Reflections On A Lifetime Of Big Game Hunting
By
Bill Ruediger
April 2022


 

A hunting discussion group of which I’m a member had recently been talking about big game draws for hunting permits. So what happens? I draw a special elk tag for Lewistown, Montana at my friend Lance J—‘s ranch. Things have changed, though, Lance now has an outfitter; I now have to go through this outfitter at nearly twice the cost I used to pay.

I think I’m the second oldest elk hunter in our internet hunting group, being out-aged by only one other person. Anyone who has hunted elk knows that this is tough duty, even when you’re only 40 years of age. I can remember humping up mountains when I was in my 40’s and wondering how much longer I can keep doing it: years ago, I looked at elk hunting statistics and saw that about 50% of elk hunters drop out at around 40 years of age—and the rest soon follow. It’s the toughest hunting I’ve ever had to do.

2008

2015

This year, while filling out the applications for big game permits (deer, antelope, bighorn sheep, moose, bison and elk) the process brought me to reflect on hunting over my lifetime. As I was going through the available Montana permits, a little voice in the back of my head was saying: “What are you doing, putting in for bison, moose and elk permits?” I came to realize that I’m old now and that certain hunting is in my past, not my future. Twice I’ve written hunting pieces about my elk hunting entitled “My Last Elk Hunt”; the first of those was back in 2015, but the sand is still going through the hourglass. Back in 2008 I drew an elk tag at age 59! I was the oldest hunter that the outfitter had. The guide was quite complimentary: he said, “You get around better than most guys here that are in their 20’s.” 

What I wasn’t telling him was that he was busting my ass going up and down the mountains. H e parked the truck over a mile from the mountain so that we had to make the trip on foot in the foothills. It was still steep. Why didn’t we just drive up to the base of those mountains?

We hunted the mountains all day and the next. I was beat, but wasn’t going to tell him. You do what you have to and don’t complain. In my years at the Forest Service you always followed the young Turks straight up the mountain and never complained, never telling them that your lungs were aching and your heart was beating so fast that it felt like it was going to explode, as well it might! You just sucked it up and went up the mountain. One foot after the other.

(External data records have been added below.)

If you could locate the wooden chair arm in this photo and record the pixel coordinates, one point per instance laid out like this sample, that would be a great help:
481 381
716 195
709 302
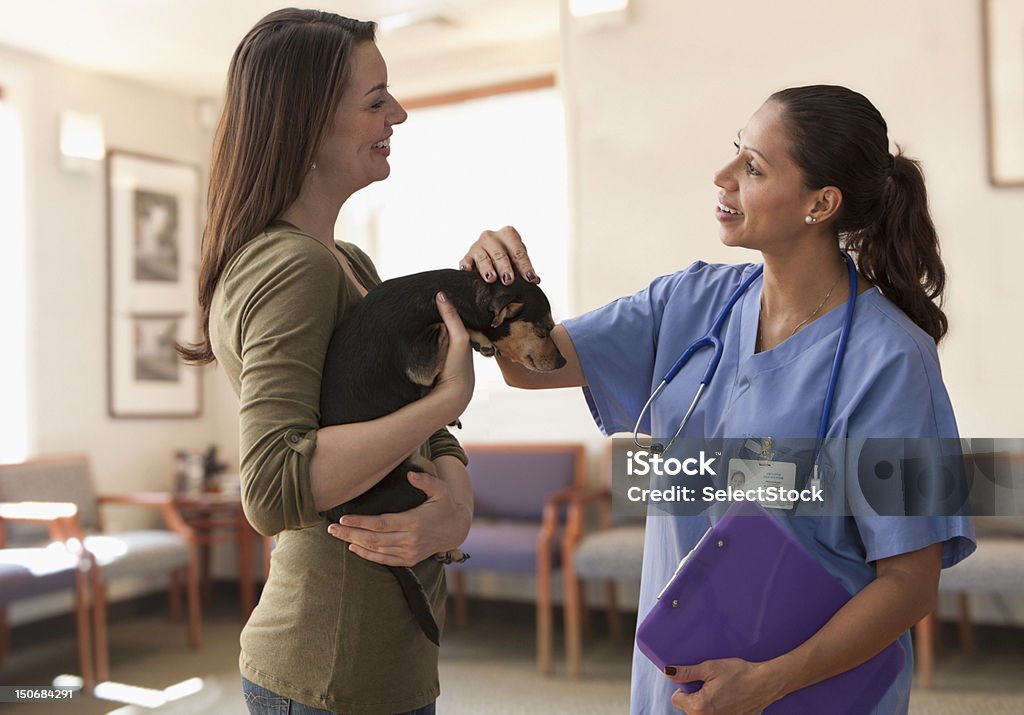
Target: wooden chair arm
574 517
154 500
61 517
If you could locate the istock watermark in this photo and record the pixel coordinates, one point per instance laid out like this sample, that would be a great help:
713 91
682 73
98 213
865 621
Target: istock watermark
866 476
641 463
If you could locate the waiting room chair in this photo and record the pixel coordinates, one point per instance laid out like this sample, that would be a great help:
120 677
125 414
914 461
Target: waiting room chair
611 553
519 492
996 569
60 565
171 550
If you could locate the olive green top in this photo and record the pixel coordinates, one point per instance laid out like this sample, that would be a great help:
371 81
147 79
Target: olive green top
331 630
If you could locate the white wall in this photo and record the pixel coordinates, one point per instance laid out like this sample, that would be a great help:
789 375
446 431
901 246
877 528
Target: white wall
654 104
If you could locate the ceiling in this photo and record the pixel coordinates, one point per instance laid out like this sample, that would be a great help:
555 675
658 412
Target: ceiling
185 45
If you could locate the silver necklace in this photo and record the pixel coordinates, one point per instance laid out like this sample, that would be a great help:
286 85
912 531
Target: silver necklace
803 322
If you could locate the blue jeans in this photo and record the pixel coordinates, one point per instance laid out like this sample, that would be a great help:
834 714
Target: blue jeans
263 702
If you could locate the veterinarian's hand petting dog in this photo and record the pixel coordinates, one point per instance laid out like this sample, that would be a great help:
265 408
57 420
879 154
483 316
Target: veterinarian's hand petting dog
407 538
500 253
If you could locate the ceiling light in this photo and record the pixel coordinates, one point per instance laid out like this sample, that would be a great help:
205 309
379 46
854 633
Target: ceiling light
584 8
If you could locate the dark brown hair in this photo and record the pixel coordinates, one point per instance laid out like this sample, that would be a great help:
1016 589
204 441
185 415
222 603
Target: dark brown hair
839 138
284 83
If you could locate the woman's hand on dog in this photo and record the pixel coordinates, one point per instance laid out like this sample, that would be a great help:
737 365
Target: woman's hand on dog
440 523
500 253
456 381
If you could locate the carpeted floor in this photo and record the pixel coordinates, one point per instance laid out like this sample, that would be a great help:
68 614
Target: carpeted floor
486 669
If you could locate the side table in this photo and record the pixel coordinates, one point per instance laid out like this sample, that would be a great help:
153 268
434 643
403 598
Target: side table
216 517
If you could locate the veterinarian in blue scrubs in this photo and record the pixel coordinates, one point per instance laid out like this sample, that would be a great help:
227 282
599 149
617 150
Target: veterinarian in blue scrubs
811 165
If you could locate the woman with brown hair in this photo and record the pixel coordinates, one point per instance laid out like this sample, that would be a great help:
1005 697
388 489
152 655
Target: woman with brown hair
307 121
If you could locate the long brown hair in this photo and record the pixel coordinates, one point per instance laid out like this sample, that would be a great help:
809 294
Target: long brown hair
284 82
840 139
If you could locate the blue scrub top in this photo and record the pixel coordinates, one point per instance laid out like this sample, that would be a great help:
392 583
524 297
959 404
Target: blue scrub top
890 386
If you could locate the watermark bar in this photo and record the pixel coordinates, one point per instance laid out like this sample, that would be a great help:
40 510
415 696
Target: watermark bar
836 477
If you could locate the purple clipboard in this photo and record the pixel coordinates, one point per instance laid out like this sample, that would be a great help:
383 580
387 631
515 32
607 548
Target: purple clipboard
751 590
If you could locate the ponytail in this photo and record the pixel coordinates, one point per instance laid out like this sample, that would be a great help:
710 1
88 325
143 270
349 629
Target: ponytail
839 138
899 253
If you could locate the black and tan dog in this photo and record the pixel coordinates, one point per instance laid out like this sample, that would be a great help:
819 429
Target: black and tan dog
389 351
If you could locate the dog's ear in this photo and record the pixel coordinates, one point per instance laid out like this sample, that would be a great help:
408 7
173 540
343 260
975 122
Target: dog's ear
510 308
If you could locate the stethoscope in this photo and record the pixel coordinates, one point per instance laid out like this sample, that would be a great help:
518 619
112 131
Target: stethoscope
712 339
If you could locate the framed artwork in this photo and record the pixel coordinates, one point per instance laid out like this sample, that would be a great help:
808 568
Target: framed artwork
1003 23
153 264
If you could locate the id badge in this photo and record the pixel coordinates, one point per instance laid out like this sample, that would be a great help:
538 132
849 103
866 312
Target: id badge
769 482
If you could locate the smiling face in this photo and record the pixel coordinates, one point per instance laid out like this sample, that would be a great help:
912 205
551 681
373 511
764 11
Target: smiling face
354 152
762 202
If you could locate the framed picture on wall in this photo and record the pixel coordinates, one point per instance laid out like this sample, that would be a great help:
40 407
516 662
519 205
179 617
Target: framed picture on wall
1003 23
153 262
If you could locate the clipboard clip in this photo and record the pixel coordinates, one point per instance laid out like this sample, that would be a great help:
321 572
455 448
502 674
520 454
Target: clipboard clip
683 561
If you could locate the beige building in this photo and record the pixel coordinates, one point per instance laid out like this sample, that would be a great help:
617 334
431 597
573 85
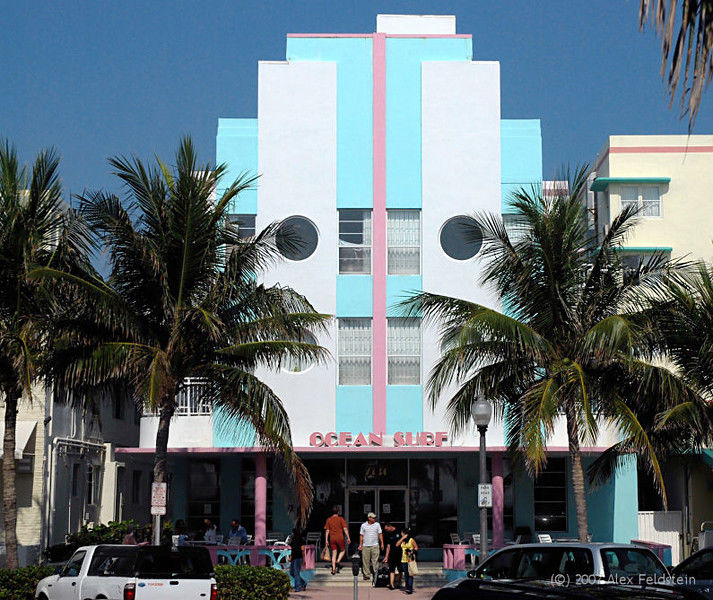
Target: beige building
670 179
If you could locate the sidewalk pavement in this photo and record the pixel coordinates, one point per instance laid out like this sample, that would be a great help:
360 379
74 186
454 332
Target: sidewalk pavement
365 593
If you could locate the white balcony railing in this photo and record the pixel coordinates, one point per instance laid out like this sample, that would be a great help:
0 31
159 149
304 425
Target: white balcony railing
190 400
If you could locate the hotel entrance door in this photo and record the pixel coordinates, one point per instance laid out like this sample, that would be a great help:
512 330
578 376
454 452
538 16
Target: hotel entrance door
390 503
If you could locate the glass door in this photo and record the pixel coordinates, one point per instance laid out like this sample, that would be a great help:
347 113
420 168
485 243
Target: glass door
392 506
361 501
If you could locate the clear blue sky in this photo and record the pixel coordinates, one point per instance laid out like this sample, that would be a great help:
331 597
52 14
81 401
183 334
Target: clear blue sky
96 79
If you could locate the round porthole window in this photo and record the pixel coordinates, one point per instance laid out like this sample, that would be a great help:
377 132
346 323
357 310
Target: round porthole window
461 238
296 238
293 364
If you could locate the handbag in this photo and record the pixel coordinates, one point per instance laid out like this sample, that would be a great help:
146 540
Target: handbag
412 568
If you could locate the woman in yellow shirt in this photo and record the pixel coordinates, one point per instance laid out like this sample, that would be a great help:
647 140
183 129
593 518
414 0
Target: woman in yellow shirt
408 554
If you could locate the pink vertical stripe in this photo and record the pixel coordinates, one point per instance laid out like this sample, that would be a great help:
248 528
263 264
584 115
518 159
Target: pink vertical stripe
498 501
260 500
379 236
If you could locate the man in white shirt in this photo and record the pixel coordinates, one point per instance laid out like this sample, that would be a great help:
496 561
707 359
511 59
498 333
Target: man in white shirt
370 540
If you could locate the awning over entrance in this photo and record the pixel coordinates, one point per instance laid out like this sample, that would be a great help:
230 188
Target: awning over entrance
23 434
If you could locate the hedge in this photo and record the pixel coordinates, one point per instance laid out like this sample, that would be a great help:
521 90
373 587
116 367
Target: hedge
251 583
20 584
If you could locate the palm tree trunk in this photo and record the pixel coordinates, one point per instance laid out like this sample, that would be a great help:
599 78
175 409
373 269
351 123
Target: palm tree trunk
575 461
9 497
160 468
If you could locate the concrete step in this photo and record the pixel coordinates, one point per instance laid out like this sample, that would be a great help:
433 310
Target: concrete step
430 575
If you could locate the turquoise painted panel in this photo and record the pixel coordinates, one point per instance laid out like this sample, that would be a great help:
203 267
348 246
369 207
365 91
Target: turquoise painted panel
229 432
236 146
355 409
403 110
354 296
404 408
398 289
521 157
626 502
355 166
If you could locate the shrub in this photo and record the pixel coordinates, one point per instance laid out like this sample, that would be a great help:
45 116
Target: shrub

On that hunt we were on a high ridge eating lunch when the guide suddenly sprang up and said “elk!” The herd of elk was just a group of tiny specks on a distant slope. We glassed them and saw there was a nice herd bull: it took us about an hour to move down the mountain and across the valley. I’ll never forget that when we were about 400 yards from the bull my guide asked me “Do you think you can hit him from here?” He wanted me to take an off-hand shot! This was absurd; I’m a pretty good shot, but there is no way I’m going to shoot at an elk off-hand at 400 yards. The last shot I’d taken off-hand at an elk was years ago at 75 yards and I MISSED that bull. I told my guide that I was going to try and make it up to an opening in the trees about a hundred yards closer and see if I could shoot from there. I was using my 35 Whelen, which isn’t a long-range hunting rifle. After setting up with my Harris Bi-Pod I took a shot at the top of his shoulder and the rest is history. My largest elk at the time, although I’ve shot two larger since.

2017

Now here I am in 2022 and it’s a little intimidating, frankly. I look up at the hills and mountains around my house and marvel that in years past that I could hike up those. That I could look at a place high up in the mountains and say, “That looks like a good area to shoot a deer or elk—and just hike up there and hunt all day.” I’ve had a good run ver the years: I've taken somewhere around 25 elk, all bulls. Those days are gone. This is what I have been realizing for many years now. My stamina is going. My muscles have atrophied. My mental toughness is waning. It is time to lay the 35 Whelen and 300 Winchester Magnum down and leave the elk high on the mountain to younger men and women.

But that will have to wait another year. This year I have a coveted special elk tag and I’ll try my best to get in shape. Lose 25 pounds or so. I’ll get on the Stairmaster that I brought up out of the basement last fall and tried to sell at a garage sale, then tried to give away to no avail. I’ll get back on my Total Gym and grind away for a few minutes every other day, listening to my joints creak and the bone-on-bone friction. I’ll take the dogs up the hill every day, too. Old Daisy, my 11 year-old Lab, can’t make it any more—and I barely can. It won’t be easy as I know have asbestosis from living in Libby, Montana for years and a heart aneurism. I’ll do my best to hike up that mountain at least part way to shoot one more bull. If he’ll let me. And, if I’m lucky, he’ll be my last bull. I promise.